辞退しようとすると、神崎さんが理由を話してくれた。
なんでも、このゾンビ騒動によって警備犬が多数行方不明になっているので、ワクチンが余りに余っているのだという。
そういうことならと、お言葉に甘えることになった。
俺みたいに犬を飼っている酔狂な人間なんて、そうそういないだろうし。
というわけで、今こうして向かっているというわけだ。
『おでかけですか?』みたいなキラキラ顔のサクラを見ると心苦しい。
なんか狂犬病の予防接種って、犬が怖がって大暴れするイメージがあるんだよなあ。
友達の飼い犬なんか、ビビりすぎて失禁したらしいし。
「神崎さんの飼ってた・・・ええとノブツナくんは接種の時どうしてたんですか?」
「・・・ノブツナは雌です」
えええええええ!?
今明かされる驚愕の事実である。
「あの、小学2年生だったのであまり深く考えず・・・子犬の時から精悍な顔つきだったので、てっきり雄かと思いまして・・・」
「な、なるほど・・・」
神崎さんは恥ずかしそうに頬を染めている。
小学生の頃にもう上泉信綱を知ってたのかこの人・・・それも驚きだ。
「しかもそう呼び続けていたので、雌だと気付いた時には彼女は既にノブツナを自分の名前だと認識してしまって・・・」
ああうん・・・誰も悪くはないなあ。
「可哀そうなことをしました・・・」
「いやまあ、可愛がっていたなら別に・・・大丈夫じゃないですか?」
俺も子供の時だったら銀とかリキとか付けちゃったと思うもん、サクラのこと。
・・・しっかりと確認しておいてよかった。
「・・・ええと、予防接種のことですよね?騒ぎはしませんでしたが、毎回軽く失神していました」
「失神!?」
「ええ、綺麗なおすわりの姿勢で針を刺された瞬間に失神していたんです・・・ふふ、笑っちゃいけないんですけど今思い出しても・・・」
そりゃまた器用な失神だな。
まあ、そうしておけば注射は認識できないと思うが・・・中々すごい特技?だな。
しかし、果たしてサクラはどうなるものか・・・
神崎さんの膝で寝るサクラを横目で見ながら、アクセルを踏み込んだ。
病院に着くと、いつものように駐車場に車を停める。
サクラはポシェットに入れる。
安全とは言え初めての場所だからな。
用心はしておこう。
「一朗太くんじゃない、それに神崎さんも」
病院の玄関先で、花壇(今は野菜畑のようだが)に水をやっている坂下のおばさんに声をかけられた。
「坂下さん、おはようございます」
「おはようございます、おばさん」
寄っていくと、おばさんはポシェットのサクラに目を落とす。
「あらまあ、かわいらしいぬいぐるみねえ、生きてるみたい」
「わふ!」
美玖ちゃんに続き、おばさんにもぬいぐるみと勘違いされたサクラが可愛く鳴く。
「あらぁ・・・あらあらあらまあ~かわいいわぁ~!ね、一朗太ちゃん!だっこしてもいいかしら?」
「はい、どうぞ。
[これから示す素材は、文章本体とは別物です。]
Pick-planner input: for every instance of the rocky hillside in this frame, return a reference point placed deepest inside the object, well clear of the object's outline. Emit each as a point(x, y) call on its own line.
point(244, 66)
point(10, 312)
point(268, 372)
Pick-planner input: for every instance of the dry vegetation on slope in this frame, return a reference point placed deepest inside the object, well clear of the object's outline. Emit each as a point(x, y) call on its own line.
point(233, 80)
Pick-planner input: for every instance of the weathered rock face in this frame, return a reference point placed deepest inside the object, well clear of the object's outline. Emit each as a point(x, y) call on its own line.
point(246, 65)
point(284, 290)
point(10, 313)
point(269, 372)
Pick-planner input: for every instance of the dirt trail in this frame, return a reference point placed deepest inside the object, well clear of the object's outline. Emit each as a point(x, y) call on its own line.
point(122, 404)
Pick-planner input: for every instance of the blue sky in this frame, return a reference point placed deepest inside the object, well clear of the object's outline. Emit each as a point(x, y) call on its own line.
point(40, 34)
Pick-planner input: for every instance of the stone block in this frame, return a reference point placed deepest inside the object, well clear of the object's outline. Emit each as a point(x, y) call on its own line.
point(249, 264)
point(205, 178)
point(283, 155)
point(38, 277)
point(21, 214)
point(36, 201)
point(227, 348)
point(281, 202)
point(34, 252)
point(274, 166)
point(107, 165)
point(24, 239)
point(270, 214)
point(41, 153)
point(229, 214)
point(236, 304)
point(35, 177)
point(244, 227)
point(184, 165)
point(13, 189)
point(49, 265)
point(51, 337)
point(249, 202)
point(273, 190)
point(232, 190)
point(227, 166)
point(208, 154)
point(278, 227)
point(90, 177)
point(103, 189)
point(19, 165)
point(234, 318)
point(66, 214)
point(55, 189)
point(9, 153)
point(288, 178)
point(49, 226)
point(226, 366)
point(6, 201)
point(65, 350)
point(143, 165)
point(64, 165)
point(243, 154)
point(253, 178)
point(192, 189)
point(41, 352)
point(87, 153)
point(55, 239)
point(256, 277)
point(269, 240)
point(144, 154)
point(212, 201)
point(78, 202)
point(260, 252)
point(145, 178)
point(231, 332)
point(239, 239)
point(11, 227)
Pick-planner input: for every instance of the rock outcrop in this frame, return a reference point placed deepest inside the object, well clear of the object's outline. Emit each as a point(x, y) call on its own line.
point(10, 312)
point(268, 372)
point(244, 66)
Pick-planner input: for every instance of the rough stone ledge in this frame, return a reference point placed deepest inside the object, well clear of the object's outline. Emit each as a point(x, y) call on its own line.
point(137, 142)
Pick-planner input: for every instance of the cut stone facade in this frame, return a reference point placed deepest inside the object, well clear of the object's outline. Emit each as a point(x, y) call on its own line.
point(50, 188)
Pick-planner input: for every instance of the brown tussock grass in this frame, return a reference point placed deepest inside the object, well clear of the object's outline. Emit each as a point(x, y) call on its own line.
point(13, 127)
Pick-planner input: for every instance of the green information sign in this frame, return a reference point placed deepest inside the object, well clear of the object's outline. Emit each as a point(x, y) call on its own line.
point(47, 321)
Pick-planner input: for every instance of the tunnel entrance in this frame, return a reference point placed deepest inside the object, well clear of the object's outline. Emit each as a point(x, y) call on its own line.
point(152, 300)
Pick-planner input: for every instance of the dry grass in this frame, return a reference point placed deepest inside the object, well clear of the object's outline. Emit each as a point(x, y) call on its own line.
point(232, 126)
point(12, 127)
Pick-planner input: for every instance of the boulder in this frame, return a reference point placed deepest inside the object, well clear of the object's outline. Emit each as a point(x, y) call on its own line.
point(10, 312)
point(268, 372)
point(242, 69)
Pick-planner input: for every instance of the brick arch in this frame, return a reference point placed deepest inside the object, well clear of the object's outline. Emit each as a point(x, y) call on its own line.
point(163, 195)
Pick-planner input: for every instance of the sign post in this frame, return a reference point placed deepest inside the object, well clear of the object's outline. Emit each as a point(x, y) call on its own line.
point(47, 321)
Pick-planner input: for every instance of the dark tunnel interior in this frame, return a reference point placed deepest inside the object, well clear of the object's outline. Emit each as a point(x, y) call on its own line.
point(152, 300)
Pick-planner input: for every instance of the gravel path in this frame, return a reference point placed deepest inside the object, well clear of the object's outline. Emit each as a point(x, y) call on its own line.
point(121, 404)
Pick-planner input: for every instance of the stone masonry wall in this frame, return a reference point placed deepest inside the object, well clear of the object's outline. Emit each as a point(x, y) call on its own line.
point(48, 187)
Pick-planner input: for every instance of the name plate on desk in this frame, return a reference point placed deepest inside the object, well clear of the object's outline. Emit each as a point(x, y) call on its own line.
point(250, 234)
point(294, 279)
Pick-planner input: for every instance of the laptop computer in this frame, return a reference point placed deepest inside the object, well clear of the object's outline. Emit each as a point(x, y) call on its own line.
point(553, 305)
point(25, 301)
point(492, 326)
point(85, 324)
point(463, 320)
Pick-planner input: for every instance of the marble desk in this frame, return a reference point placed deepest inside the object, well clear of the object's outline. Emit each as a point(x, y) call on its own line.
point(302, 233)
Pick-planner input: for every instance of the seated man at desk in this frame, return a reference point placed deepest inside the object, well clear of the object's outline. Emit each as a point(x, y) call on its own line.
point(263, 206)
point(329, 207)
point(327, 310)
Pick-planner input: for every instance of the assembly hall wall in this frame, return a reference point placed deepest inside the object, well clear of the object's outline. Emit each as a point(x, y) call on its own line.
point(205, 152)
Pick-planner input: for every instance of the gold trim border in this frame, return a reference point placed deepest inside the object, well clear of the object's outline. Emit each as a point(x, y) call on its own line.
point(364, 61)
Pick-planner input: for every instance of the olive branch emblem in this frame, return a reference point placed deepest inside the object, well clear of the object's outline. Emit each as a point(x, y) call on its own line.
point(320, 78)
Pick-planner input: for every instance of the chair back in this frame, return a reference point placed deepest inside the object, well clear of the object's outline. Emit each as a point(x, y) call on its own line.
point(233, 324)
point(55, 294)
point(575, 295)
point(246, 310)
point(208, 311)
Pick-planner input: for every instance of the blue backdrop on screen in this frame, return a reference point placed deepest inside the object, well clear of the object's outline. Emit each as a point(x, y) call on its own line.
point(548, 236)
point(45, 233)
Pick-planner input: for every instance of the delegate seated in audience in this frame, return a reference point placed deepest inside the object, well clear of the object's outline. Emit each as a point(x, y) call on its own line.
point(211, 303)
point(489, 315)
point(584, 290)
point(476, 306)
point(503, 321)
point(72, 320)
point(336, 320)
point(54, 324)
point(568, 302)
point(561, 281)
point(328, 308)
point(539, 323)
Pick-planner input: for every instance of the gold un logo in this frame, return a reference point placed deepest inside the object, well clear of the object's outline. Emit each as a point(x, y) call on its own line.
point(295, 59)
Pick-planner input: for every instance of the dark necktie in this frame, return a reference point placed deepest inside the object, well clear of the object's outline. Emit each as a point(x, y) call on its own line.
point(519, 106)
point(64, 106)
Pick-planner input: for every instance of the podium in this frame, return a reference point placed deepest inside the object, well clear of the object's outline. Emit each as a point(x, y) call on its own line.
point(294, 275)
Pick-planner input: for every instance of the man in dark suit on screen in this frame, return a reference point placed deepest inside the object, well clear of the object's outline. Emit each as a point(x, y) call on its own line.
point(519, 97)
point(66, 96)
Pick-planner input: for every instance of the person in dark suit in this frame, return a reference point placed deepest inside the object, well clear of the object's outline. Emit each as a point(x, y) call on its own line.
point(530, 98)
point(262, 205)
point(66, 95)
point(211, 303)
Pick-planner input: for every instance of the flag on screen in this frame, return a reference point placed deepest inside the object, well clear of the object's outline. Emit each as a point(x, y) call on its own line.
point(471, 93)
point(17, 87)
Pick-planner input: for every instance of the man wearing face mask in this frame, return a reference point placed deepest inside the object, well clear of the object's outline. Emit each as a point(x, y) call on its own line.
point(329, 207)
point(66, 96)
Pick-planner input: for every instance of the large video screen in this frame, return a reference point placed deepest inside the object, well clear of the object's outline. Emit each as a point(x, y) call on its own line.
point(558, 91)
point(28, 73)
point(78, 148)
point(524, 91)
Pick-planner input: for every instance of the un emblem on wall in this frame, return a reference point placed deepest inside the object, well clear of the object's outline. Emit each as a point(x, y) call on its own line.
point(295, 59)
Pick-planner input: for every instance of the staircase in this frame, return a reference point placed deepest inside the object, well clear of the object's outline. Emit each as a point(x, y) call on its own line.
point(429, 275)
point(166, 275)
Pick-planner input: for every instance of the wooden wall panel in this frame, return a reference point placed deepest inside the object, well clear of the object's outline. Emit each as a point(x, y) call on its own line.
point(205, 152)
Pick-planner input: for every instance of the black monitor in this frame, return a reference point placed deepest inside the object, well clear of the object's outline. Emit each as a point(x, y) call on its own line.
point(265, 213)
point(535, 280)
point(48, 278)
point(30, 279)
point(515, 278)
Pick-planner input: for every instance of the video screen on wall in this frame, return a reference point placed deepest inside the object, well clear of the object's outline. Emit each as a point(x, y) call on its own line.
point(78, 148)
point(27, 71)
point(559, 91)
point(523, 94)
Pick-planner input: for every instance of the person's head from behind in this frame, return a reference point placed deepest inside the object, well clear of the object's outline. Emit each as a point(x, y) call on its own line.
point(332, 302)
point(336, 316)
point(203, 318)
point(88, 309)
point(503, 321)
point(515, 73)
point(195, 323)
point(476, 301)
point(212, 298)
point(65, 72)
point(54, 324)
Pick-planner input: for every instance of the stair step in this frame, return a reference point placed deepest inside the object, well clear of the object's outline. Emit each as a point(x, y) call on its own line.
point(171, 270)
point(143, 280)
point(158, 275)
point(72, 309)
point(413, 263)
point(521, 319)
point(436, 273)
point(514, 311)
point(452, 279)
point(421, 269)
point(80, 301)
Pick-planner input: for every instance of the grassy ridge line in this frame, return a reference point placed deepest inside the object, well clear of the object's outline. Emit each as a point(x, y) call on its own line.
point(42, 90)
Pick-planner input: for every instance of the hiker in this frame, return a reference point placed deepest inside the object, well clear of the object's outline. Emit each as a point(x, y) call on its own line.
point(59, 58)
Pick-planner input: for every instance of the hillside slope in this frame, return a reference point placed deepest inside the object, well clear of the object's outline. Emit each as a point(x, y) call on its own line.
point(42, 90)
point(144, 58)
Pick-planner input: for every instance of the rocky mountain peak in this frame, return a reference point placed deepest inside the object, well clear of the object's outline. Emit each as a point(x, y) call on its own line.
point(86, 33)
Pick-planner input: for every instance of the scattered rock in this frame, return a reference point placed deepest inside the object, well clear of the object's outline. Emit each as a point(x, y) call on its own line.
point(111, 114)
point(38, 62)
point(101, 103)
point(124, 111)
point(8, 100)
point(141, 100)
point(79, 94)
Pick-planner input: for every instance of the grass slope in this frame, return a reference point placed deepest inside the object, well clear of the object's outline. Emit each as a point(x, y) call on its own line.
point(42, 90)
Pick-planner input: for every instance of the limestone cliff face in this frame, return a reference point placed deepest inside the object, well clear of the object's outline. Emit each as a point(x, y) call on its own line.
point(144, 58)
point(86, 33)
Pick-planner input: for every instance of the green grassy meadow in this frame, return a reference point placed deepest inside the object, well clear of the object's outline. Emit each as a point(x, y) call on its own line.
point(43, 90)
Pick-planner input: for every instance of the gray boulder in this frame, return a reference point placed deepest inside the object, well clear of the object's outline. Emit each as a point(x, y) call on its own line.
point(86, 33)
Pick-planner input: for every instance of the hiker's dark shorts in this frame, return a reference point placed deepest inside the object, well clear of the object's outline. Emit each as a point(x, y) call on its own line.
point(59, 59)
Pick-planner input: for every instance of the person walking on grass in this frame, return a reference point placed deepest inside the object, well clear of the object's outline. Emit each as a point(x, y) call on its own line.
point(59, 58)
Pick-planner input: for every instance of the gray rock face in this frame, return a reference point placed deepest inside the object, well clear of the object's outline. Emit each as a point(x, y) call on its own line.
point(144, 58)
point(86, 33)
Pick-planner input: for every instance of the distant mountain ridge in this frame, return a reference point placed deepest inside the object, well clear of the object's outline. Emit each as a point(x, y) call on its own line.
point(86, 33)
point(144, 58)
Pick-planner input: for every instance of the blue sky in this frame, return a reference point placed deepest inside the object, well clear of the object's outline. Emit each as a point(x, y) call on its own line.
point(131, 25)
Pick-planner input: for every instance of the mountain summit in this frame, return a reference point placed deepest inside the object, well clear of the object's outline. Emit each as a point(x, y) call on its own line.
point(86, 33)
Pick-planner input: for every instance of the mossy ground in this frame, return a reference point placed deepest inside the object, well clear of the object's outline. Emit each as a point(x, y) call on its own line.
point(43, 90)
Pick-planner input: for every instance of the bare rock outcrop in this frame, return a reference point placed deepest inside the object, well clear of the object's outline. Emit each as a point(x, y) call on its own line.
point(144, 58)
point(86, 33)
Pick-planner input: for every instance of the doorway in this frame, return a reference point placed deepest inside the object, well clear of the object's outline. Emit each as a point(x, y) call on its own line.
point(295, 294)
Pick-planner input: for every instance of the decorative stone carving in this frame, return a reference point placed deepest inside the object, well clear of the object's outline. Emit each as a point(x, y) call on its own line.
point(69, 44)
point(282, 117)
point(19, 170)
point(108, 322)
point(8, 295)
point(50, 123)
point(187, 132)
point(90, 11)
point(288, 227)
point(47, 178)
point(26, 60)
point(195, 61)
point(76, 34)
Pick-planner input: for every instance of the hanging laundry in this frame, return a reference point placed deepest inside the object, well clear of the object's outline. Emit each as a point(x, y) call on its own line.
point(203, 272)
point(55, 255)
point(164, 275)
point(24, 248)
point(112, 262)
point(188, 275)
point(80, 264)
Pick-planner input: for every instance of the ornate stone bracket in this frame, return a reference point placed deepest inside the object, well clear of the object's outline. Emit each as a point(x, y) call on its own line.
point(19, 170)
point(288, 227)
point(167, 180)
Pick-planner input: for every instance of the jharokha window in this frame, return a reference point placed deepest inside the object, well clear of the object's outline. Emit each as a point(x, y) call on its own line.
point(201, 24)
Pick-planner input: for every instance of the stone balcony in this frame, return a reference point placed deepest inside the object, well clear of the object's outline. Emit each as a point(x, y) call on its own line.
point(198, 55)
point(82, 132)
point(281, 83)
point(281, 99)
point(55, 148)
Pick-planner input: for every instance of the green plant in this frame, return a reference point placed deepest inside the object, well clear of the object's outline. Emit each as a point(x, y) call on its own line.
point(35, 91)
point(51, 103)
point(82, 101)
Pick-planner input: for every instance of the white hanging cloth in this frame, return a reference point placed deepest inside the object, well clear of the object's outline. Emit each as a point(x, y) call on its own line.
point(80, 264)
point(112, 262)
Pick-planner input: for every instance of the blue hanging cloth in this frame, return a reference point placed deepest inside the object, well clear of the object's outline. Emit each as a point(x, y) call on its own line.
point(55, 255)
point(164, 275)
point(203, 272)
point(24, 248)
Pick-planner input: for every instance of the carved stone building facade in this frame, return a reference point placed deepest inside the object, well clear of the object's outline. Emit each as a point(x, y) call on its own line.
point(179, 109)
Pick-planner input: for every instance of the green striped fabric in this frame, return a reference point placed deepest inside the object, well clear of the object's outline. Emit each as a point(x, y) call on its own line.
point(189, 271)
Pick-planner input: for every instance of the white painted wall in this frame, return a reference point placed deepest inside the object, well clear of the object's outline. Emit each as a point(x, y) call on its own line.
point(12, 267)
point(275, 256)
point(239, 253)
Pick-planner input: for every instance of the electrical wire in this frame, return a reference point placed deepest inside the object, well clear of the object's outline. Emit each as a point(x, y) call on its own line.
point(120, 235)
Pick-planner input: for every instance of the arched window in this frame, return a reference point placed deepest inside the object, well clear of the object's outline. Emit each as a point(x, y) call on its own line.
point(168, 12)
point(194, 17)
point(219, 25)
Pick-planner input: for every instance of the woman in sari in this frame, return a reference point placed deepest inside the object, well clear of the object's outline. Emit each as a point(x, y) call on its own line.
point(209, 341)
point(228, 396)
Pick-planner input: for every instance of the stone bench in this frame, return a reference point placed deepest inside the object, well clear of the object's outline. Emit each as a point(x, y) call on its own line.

サクラ、この人は由紀子お姉ちゃんのお母さんだぞ~」
サクラに言いつつ、ポシェットからサクラを抱き上げておばさんに渡す。
とろけそうな顔のおばさんは優しくサクラを抱きとめ、頬ずりをするように抱えこむ。
「サクラちゃんって言うの?いいお名前ねえ~・・・よしよし」
「わふ・・・ふぁふ・・・」
おばさんは優しく優しくサクラを撫でる。
サクラの方も、されるがままに目を閉じている。
どうやらおばさんが気に入ったようだ。
由紀子ちゃんと似たものを感じたのかな?
「ん~っ!お日様の匂いがするわ、それにいい毛並み、可愛がってもらってるのねえ・・・一朗太くん、それで、どうしたのこの子?」
「実は・・・」
おばさんに、これまでの顛末とここに来た理由を軽く説明する。
「そうなの・・・サクラちゃん、大変だったのねぇ・・・」
軽く涙ぐんだおばさんは、サクラに語りかける。
「もう大丈夫よ、一朗太くんはきっとあなたを立派に育ててくれるわ」
「ひゃん!」
おばさんの顔をぺろりと舐めたサクラは、その顔を見つめて一声吠えた。
「ふふ・・・まるでわかってるみたい」
「うちの子は賢いですからね!」
思わずどや顔になってしまう、
これが親バカの心境というやつなのかもしれない。
「まあ・・・すっかりお父さんねえ、ふふふ」
「ええ、いいお父さんですね」
神崎さんも面白そうに微笑んでいる。
おばさんが返してきたサクラをポシェットに入れる。
「じゃあおばさん、また。これから予防接種なんで」
「もし怖がったら、いっぱい慰めてあげてね。またねえ、サクラちゃん」
「わふ!」
歩き出したが、神崎さんがおばさんに呼び止められた。
先に行っていて、ということだったので病院の中庭に向かう。
あらかじめ場所を聞いておいてよかった。
「おおー、お兄さんお姉さんがいっぱいだなあサクラ」
「・・・ぁん」
中庭に着くと、そこには自衛隊の人たちと一緒に警備犬がいた。
全部で20匹くらいだろうか。
全てがシェパードである。
パートナーの自衛官の横に、きちっとおすわりして並んでいる。
その先頭には獣医さんであろう、迷彩服の上に白衣を羽織った人が椅子に座っている。
中庭に置かれた机の上に、ずらりと注射器が並べられている。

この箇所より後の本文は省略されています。